Engagement
[…] je voudrais insister sur le fait que, abstraitement, personne n’est jamais obligé de s’engager dans les affaires du monde, de faire de la politique, de se battre. Personnellement, je n’ai jamais aimé les injonctions à la « mobilisation » ou au « courage » qu’on trouve dans les écrits militants ou politiques et qui prennent souvent la forme d’une dénonciation, souvent douteuse, de la « lâcheté » (de la « masse »), de l’« apathie » ou de la « passivité » de ceux qui ne s’engagent pas, qui s’accommodent du système.

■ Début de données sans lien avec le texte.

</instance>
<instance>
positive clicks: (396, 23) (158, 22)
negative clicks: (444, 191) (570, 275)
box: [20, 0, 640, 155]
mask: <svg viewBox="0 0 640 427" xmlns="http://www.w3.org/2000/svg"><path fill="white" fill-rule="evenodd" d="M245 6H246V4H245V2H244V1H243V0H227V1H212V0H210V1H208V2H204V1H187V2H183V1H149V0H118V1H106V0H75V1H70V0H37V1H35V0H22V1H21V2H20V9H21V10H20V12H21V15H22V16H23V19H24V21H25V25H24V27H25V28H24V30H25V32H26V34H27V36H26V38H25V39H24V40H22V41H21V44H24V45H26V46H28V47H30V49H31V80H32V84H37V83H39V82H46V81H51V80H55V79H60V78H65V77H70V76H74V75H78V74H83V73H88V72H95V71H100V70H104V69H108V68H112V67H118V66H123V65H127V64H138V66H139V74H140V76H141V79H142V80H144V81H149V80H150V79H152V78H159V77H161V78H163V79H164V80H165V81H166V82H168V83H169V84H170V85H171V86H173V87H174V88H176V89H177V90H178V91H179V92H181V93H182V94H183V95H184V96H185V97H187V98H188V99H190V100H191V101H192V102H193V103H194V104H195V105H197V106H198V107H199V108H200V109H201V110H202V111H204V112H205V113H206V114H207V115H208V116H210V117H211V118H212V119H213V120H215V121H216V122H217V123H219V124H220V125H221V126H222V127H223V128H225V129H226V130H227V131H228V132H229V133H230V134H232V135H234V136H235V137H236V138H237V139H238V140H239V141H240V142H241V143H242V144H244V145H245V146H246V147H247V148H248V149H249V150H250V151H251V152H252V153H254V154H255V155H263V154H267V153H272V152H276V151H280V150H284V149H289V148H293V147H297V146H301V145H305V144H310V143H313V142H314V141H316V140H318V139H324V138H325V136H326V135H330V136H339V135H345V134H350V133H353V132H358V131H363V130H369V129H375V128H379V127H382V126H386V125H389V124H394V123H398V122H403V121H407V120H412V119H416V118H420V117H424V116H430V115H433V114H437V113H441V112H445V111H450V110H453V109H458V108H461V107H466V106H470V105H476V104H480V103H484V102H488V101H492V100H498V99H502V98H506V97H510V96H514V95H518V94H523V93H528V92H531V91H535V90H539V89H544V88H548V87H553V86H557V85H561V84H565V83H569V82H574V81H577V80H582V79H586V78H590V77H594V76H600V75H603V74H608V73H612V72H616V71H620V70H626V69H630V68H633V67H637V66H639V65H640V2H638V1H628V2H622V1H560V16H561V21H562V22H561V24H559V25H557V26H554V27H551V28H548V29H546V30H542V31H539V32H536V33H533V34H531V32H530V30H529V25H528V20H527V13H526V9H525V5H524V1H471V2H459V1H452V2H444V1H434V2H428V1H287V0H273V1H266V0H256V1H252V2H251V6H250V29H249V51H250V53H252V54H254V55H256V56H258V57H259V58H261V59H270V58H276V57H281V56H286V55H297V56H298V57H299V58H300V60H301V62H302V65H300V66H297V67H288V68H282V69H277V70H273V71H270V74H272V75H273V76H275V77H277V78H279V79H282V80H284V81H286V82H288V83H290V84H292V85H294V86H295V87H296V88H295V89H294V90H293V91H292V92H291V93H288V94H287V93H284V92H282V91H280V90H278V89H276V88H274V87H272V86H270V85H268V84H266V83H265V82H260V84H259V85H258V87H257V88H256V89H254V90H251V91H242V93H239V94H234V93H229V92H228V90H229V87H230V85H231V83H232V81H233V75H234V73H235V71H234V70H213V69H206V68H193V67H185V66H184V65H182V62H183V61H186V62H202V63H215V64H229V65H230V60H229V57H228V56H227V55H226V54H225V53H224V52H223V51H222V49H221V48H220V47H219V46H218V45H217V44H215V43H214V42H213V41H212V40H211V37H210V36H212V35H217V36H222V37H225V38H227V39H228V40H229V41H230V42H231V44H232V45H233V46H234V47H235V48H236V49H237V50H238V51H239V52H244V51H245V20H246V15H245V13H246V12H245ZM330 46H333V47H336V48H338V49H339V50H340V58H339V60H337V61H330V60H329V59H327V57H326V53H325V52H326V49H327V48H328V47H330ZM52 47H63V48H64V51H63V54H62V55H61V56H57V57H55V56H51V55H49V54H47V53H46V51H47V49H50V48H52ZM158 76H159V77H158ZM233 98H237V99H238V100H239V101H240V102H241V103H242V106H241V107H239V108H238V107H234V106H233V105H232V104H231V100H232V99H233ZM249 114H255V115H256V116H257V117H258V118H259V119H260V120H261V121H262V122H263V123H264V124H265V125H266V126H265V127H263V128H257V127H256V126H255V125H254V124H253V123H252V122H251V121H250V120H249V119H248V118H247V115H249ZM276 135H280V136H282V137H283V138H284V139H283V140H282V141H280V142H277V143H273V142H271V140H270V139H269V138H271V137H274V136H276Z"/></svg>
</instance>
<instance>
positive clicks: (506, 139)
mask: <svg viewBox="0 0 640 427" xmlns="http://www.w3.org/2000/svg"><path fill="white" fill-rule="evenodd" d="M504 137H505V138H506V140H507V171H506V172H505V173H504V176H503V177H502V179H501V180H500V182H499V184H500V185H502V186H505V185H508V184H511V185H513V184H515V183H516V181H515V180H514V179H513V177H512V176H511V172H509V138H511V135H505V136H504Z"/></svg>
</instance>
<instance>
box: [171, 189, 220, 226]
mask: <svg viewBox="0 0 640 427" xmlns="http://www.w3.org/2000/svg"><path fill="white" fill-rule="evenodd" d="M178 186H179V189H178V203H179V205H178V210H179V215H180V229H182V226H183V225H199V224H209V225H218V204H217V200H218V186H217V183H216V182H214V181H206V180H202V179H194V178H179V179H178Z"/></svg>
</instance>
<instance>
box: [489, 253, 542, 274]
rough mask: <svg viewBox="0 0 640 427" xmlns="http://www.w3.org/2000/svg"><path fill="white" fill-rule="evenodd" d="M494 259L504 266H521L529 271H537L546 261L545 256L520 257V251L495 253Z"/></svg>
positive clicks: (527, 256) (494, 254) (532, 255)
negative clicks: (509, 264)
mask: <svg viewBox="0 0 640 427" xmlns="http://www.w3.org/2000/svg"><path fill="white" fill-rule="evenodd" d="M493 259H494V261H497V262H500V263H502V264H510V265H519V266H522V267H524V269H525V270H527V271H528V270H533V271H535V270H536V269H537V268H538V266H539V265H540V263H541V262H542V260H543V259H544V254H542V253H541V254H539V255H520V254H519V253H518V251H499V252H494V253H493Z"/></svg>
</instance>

Parce qu’exister, c’est très largement, pour des motifs contingents, se retrouver jeter ici ou là, nous n’avons pas de contrainte éthique ou morale à intervenir lorsque nous sommes en désaccord avec le monde tel qu’il va ou avec les systèmes qui s’y mettent en place. Nous n’avons pas choisi notre lieu et notre date de naissance, nous n’avons pas choisi d’être là où nous sommes, de voir ce que nous voyons, d’être pris dans tel ou tel dispositif de pouvoir, en sorte qu’aucune obligation à nous engager ne pèse sur nous. Il n’y a pas de responsabilité ontologique envers ce qui arrive dans le monde.
En revanche, sitôt que l’on écrit, sitôt que l’on prend la décision de publier, de chercher, de créer, tout change. Se lancer dans de telles activités suppose d’avoir décidé, plus ou moins consciemment, à un moment ou à un autre, de faire partie des producteurs d’idées, de faire circuler des discours, et donc de contribuer à façonner le cours du monde. Par conséquent, à ce moment-là, nous avons choisi de nous engager. Nous sommes engagés dans quelque chose. Et là, nous ne pouvons plus reculer et nier la dimension politique de notre action.
Geoffroy DE LAGASNERIE, Penser dans un monde mauvais, Paris, PUF, Coll. « Des mots », 2017, pp. 11-12.